Brunetti abrió la guía telefónica por la F. Enseguida encontró un Giorgio Fornari, pero la dirección era de Dorsoduro. Levantando la cabeza, dijo:
– Lo que sea que haya ocurrido no pasó en Dorsoduro. -Sin dar tiempo a que los otros hablaran, miró en la V-. Nada. Pucetti -dijo al joven agente-, enseñe estas fotos a los de abajo, por si alguien la reconoce. Si no es así, o aunque así sea, llévelas a los carabinieri, a ver si ellos pueden decirnos algo. -Brunetti sabía que a los niños que eran arrestados por robo se les hacían fotos pero como el reglamento exigía que las fotos fueran enviadas al Ministerio del Interior, la policía local no conservaba constancia gráfica y tenía que identificar a los reincidentes fiándose de la memoria.
Cuando el agente salió del despacho, Brunetti dijo:
– Creo que deberíamos ir a Dorsoduro, para averiguar cómo perdió el anillo y el reloj el signor Fornari. Brunetti miró su propio reloj y calculó que, si salían ahora e iban andando por la riva hasta el traghetto de San Marcos, llegarían antes de la hora del almuerzo. De todos modos, antes de salir de la questura, buscó la dirección en Calli, Campielli e Canali y localizó el edificio al extremo de Fondamenta Venier.
Cuando llegaron a Ponte del Vin, se encontraron incrustados en la multitud que iba en dirección a la Piazza o venía de ella. Desde lo alto del puente, Vianello contempló el mar de cabezas que se extendía ante ellos.
– No puedo -susurró.
Brunetti dio media vuelta y retrocedieron hacia el imbarcadero y el barco que los llevaría a San Zaccaria.

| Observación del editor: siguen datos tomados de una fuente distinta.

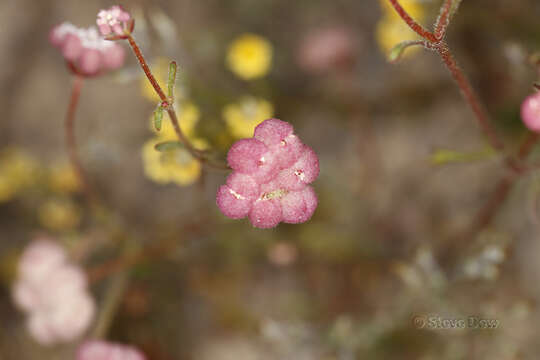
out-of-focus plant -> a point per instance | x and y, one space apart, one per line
516 163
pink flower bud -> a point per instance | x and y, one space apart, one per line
299 206
235 198
530 112
114 20
103 350
270 180
53 294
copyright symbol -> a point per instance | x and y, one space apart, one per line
419 321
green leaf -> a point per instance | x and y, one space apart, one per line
172 78
397 51
158 117
445 156
168 145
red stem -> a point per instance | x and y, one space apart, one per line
443 20
470 96
170 110
419 29
71 142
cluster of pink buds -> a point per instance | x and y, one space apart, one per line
270 180
87 53
53 293
102 350
114 21
530 112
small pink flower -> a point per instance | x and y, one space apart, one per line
53 293
327 49
530 112
103 350
113 21
85 50
270 180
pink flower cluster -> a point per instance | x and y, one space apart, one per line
85 50
113 21
53 293
270 180
530 112
102 350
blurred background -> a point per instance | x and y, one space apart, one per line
404 174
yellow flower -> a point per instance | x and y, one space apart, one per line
188 116
391 29
390 33
160 70
17 171
59 214
64 179
250 56
175 165
244 116
413 8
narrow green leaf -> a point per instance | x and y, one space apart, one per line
172 78
158 117
397 51
168 145
445 156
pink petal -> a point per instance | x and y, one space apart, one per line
71 47
530 112
272 131
232 204
265 214
90 61
299 206
303 172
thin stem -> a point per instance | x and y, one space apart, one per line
443 20
419 29
470 96
113 296
170 110
489 211
71 142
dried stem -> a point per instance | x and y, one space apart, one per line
470 96
443 20
170 110
419 29
71 142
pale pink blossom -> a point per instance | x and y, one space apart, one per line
271 176
85 50
326 49
530 112
53 293
113 21
103 350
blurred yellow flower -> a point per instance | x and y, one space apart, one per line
64 179
391 29
250 56
175 165
17 171
188 117
59 214
160 70
244 116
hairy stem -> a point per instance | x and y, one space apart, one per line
71 142
170 110
419 29
470 96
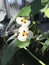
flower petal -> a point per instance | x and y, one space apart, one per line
19 21
23 28
22 38
30 35
27 23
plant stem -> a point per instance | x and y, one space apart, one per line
34 56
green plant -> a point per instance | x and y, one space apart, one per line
28 12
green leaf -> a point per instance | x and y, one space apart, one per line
36 6
44 1
22 44
11 38
9 52
23 12
45 46
41 37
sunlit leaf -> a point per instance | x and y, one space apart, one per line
45 46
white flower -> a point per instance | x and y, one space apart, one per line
22 21
22 28
24 34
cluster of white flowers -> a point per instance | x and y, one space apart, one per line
24 32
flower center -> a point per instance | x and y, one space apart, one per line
23 20
24 33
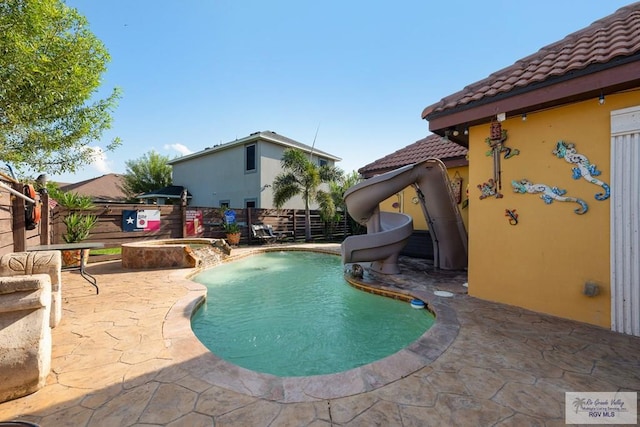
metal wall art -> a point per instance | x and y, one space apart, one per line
584 169
489 189
548 194
512 215
496 141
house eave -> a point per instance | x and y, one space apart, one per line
570 88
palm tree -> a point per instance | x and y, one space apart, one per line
302 177
337 190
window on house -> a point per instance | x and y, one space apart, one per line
250 158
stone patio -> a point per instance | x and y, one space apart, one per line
127 357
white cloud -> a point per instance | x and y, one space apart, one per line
99 161
182 149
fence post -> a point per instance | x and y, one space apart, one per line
19 231
45 224
183 211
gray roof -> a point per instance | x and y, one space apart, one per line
266 135
168 192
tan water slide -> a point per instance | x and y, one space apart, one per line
388 232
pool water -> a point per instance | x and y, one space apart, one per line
293 314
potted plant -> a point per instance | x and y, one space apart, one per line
233 232
78 224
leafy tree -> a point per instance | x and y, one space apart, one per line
303 177
50 67
148 173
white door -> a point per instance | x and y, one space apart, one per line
625 220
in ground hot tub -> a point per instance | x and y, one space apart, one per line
174 253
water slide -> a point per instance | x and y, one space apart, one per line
388 232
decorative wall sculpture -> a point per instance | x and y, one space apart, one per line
512 215
548 194
584 169
489 189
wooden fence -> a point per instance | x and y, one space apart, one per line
173 224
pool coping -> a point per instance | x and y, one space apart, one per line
184 346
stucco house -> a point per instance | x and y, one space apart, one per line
554 172
239 174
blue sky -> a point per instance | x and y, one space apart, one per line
199 73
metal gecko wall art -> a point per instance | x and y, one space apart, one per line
584 169
548 194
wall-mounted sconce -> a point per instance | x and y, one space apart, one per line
591 289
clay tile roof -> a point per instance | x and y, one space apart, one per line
429 147
611 38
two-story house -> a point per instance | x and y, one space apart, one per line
239 174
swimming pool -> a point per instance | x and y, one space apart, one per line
292 314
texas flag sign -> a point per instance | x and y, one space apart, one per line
144 220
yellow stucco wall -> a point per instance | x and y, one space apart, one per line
405 204
543 262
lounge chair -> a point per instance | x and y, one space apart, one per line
260 233
279 235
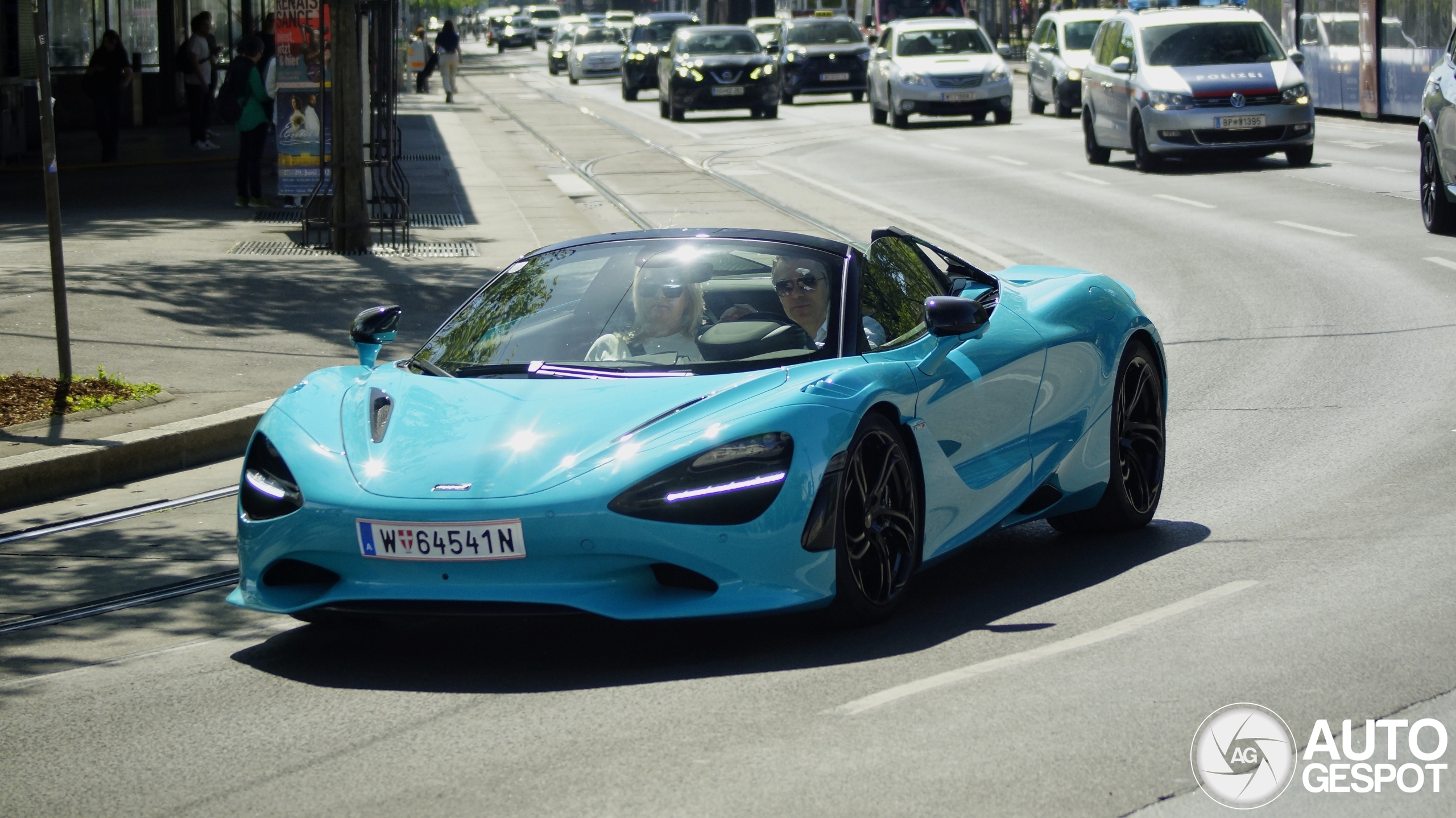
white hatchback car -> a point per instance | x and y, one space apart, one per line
938 67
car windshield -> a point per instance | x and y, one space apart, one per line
644 306
1210 44
909 9
590 35
1079 34
657 32
942 41
825 32
719 43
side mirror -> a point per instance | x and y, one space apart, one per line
372 329
951 315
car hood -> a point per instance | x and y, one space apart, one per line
967 64
510 437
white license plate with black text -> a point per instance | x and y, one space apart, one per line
1250 121
441 542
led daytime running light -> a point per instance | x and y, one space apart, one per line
726 488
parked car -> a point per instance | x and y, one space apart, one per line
937 67
1057 56
823 56
717 67
1194 82
651 35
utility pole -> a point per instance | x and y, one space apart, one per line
53 203
350 209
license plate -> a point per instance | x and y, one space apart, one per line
441 542
1252 121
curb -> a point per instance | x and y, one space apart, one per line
115 408
38 476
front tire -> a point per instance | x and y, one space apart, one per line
1138 450
1097 155
878 542
1438 213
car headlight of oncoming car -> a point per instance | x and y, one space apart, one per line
727 485
268 486
1169 101
1298 95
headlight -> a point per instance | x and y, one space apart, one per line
268 486
1298 95
1169 101
729 485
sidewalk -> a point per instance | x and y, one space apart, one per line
156 295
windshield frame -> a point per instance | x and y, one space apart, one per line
833 345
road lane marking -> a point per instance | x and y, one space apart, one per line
1312 229
924 226
1184 201
1027 657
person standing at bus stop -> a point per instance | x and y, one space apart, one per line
448 46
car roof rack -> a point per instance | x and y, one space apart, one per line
1148 5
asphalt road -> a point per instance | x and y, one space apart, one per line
1301 558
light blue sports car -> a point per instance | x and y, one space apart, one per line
702 423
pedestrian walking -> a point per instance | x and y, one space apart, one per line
253 124
448 47
107 76
196 59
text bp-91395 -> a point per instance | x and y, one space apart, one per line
441 542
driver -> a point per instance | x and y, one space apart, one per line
666 316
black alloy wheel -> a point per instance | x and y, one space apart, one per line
880 524
1097 155
1138 450
1438 213
1143 159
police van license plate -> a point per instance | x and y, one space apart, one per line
441 542
1252 121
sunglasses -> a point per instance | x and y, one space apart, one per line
807 283
664 290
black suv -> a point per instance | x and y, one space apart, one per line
650 37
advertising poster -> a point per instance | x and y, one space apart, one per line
302 37
302 120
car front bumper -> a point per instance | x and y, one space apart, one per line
1196 131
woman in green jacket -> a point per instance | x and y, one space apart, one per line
253 124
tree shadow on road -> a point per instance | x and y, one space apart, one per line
994 579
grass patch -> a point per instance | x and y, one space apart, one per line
32 398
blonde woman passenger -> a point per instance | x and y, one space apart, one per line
667 316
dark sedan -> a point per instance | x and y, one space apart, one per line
823 56
651 34
714 69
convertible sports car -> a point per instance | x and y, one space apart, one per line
702 423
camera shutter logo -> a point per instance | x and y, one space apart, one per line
1244 756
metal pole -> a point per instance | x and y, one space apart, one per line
53 200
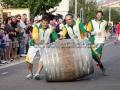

A pesar del cambio de dirección, la marea humana seguía envolviéndolos: sobraban los comentarios. Al llegar al imbarcadero, vieron que la cola de gente que esperaba el barco se prolongaba hasta la riva. Sin dudar ni un instante, los dos hombres giraron a la derecha y fueron hasta la cadena que cerraba el paso. Inmediatamente, se les acercó una rubia de nariz aguileña con un pantalón vaquero tan ceñido que daba la impresión de que ponía en peligro, si no su vida, su respiración.
– Esto es la salida -les dijo con voz chillona, agitando la mano con una especie de aleteo de exasperación-. Entorpecen el paso a las personas que van a desembarcar.
– Esto es una credencial de policía -dijo Vianello inclinándose sobre la cadena para mostrarle el documento-, y usted entorpece el paso a la policía en acto de servicio.
Ella no se mostró intimidada, pero su respuesta quedó ahogada por el ruido del motor del vaporetto que se acercaba marcha atrás. La muchacha se puso frente a ellos con los brazos en jarras, como si temiera que trataran de colarse en el barco antes de que desembarcaran los pasajeros.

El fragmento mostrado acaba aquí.